Even without more salary increment, the Ministers are by no means short-changed. Ministers (as well as Parliamentary Secretaries and Speakers of the House) are eligible for pension after 8-years of service in their respective offices. Ministers also continue to draw a ministerial salary even as they are cashing in their pension. And with a salary that would effortlessly qualify them for the small exclusive segment of multi-millionaires of the country for which there are less than 2%, there is little reasons for Ministers to think they are underpaid.

The Minister in the Prime Minister's Office Lim Swee Say recently commented that pay hike for Ministers will benefit workers. Regrettably, he did not clarify that the pay hike will mainly contribute to the widening of the gap between the median wage (the wage below which 50% of the workers are earning) and the average wage, a figure skewed higher by having more high-earners. Moreover, workers have to brave hikes in GST, public transport, electricity, and postal services, while Ministers ‘weather’ a hike in their salary. The NSP believes that the formula for Ministerial salary must factor in the wage disparity between the low and high earners, as well as the structural unemployment rate. We further believe that the formula must be made transparent to the public.

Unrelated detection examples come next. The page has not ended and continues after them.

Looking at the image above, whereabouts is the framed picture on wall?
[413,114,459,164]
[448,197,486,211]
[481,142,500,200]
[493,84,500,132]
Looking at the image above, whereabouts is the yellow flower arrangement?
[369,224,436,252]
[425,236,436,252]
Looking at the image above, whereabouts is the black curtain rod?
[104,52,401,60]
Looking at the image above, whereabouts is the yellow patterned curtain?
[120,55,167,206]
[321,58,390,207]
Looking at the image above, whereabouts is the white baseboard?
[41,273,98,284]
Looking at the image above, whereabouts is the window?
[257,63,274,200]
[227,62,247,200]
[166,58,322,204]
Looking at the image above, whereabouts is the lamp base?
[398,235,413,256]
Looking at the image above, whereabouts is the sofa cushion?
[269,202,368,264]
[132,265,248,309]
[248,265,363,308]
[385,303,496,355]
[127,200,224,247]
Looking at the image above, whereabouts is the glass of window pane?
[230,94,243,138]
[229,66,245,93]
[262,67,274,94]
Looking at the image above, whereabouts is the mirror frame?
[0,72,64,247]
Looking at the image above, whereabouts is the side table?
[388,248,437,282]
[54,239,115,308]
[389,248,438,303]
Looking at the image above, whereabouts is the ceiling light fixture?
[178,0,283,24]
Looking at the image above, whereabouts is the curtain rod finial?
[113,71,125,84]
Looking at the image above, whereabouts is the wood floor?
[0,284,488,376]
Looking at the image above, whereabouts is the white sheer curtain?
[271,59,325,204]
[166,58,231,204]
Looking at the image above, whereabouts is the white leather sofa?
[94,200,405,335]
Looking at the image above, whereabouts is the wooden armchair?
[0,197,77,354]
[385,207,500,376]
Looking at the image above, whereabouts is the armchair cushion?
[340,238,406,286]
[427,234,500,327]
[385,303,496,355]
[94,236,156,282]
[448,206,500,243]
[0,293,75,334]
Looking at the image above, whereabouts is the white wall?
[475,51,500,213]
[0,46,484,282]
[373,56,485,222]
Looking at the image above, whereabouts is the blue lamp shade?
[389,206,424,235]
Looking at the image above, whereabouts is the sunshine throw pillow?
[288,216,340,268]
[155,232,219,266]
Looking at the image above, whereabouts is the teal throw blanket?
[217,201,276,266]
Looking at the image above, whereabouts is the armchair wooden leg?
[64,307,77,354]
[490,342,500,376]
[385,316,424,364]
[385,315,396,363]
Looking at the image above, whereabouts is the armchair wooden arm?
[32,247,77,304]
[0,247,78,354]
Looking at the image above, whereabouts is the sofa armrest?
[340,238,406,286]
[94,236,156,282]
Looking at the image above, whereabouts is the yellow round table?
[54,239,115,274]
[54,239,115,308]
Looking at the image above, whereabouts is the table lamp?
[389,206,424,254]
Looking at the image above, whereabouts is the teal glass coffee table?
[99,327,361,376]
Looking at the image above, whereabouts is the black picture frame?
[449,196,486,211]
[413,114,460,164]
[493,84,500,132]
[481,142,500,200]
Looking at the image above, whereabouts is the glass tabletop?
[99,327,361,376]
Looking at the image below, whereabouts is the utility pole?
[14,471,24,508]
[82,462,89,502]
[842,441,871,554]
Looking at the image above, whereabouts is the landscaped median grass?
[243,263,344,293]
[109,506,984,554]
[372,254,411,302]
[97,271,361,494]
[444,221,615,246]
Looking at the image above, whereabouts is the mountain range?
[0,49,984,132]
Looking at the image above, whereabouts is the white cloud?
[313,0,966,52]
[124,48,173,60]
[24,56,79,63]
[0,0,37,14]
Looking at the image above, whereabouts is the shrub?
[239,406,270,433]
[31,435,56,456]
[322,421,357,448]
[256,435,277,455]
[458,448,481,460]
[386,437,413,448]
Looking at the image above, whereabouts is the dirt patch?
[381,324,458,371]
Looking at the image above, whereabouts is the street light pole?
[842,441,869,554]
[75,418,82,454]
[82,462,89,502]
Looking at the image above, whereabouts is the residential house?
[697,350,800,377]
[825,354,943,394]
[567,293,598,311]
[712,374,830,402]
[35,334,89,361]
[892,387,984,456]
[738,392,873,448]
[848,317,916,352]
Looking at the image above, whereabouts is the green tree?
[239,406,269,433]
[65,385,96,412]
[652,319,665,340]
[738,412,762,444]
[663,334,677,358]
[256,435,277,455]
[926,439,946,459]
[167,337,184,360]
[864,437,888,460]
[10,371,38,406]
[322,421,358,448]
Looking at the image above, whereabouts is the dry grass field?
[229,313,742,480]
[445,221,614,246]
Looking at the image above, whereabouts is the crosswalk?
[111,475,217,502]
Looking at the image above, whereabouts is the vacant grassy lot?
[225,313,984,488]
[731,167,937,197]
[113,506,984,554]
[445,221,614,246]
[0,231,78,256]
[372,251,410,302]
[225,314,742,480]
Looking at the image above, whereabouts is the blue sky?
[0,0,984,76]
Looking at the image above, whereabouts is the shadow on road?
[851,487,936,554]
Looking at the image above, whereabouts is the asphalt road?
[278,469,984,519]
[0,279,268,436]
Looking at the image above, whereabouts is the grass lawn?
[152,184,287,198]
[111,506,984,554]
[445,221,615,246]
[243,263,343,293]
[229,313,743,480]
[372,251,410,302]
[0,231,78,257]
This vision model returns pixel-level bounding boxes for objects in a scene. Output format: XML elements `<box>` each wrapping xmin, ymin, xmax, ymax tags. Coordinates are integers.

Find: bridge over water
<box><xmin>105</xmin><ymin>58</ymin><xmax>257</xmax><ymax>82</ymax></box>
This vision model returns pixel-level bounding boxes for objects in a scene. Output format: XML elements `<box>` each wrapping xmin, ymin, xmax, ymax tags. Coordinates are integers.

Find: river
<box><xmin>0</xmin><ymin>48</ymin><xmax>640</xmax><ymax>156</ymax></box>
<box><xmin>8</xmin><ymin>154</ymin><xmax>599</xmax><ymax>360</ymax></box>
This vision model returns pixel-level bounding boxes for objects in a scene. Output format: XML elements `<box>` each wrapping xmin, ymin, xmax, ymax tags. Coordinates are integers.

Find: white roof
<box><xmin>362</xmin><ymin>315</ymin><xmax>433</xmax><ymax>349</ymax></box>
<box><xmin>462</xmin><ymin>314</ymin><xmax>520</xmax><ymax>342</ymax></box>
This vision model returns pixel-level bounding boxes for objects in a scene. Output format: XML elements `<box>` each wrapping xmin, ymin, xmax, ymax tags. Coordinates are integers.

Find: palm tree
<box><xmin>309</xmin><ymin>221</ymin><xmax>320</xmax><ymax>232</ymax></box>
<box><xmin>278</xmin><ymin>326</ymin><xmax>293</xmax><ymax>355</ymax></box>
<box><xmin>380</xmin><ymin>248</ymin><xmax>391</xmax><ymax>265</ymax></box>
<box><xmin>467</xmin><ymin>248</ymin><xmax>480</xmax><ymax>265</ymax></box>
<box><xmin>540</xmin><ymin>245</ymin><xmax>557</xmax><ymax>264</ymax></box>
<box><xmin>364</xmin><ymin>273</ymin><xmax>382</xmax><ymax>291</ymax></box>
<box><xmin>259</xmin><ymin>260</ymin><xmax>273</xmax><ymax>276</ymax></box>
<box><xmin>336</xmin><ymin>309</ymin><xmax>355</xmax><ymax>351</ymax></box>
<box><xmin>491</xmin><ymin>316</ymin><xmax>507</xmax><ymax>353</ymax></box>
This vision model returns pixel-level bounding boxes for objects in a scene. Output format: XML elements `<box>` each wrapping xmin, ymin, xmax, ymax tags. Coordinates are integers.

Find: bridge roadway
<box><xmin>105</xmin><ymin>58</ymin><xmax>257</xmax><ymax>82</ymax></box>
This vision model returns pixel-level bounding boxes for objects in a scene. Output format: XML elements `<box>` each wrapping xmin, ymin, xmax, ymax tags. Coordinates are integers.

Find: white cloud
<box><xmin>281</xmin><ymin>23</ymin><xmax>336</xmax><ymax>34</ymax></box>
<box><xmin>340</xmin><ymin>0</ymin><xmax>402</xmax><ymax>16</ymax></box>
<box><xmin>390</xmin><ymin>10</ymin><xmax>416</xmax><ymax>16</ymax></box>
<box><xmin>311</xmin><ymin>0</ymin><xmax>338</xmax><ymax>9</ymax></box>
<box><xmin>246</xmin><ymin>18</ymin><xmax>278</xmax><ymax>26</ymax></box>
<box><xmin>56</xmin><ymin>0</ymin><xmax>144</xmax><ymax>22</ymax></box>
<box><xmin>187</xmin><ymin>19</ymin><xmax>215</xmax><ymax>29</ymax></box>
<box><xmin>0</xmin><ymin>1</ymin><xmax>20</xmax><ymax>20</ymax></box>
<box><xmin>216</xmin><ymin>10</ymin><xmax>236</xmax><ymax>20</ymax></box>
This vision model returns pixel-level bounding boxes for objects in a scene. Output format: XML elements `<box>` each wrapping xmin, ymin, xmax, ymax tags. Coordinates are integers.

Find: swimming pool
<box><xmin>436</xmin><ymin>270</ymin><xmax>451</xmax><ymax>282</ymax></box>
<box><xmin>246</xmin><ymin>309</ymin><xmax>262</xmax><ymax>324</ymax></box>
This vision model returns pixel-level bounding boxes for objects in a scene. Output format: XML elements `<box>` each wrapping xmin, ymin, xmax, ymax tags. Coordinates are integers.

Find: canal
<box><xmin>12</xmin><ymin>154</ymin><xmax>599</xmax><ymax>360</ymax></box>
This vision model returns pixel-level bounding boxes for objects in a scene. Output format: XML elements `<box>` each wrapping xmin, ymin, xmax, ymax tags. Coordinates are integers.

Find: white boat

The NSP further questions the logic of Senior Parliamentary Secretary Amy Khor that other countries with low reported salaries for their Ministers would not have a good, clean, and efficient government. We believe the availability of examples like Finland, Sweden, and Switzerland (which the Singapore government had wanted to emulate) exposes the flawed argument that the progress of a country depends on highly-paid Ministers who demand ever more.

Ultimately, we will like to remind the PAP government that the money to fund the salary hike does not descend from the heavens, and will unavoidably result in higher taxes, fees, charges, and levies for the common people, if the country’s reserves are not to be compromised.

In conclusion, the NSP is unconvinced that inflationary salary increment for Ministers is justified. It is morally abhorrent for the PAP government to attempt to misguide the nation into believing that the value of the highest elected public offices of a country is measured principally by the amount of remuneration that is paid to the Ministers. We do not welcome the development where the Singapore government is increasingly opined by the public as ‘political mercenaries’.

We believe that the disquiet from the ordinary citizens warrants the matter to be put to a national referendum. The PAP Ministers should also candidly state to Singapore voters during all future General Elections the price of their service which the nation is expected to pay (if they are elected), so as to accord voters the opportunity to fairly assess their choices.


The NSP respects the frequent proclamation by Prime Minister Lee Hsien Loong that his government will “leave no one behind”. But with another Ministerial salary hike, almost everyone will be left far behind.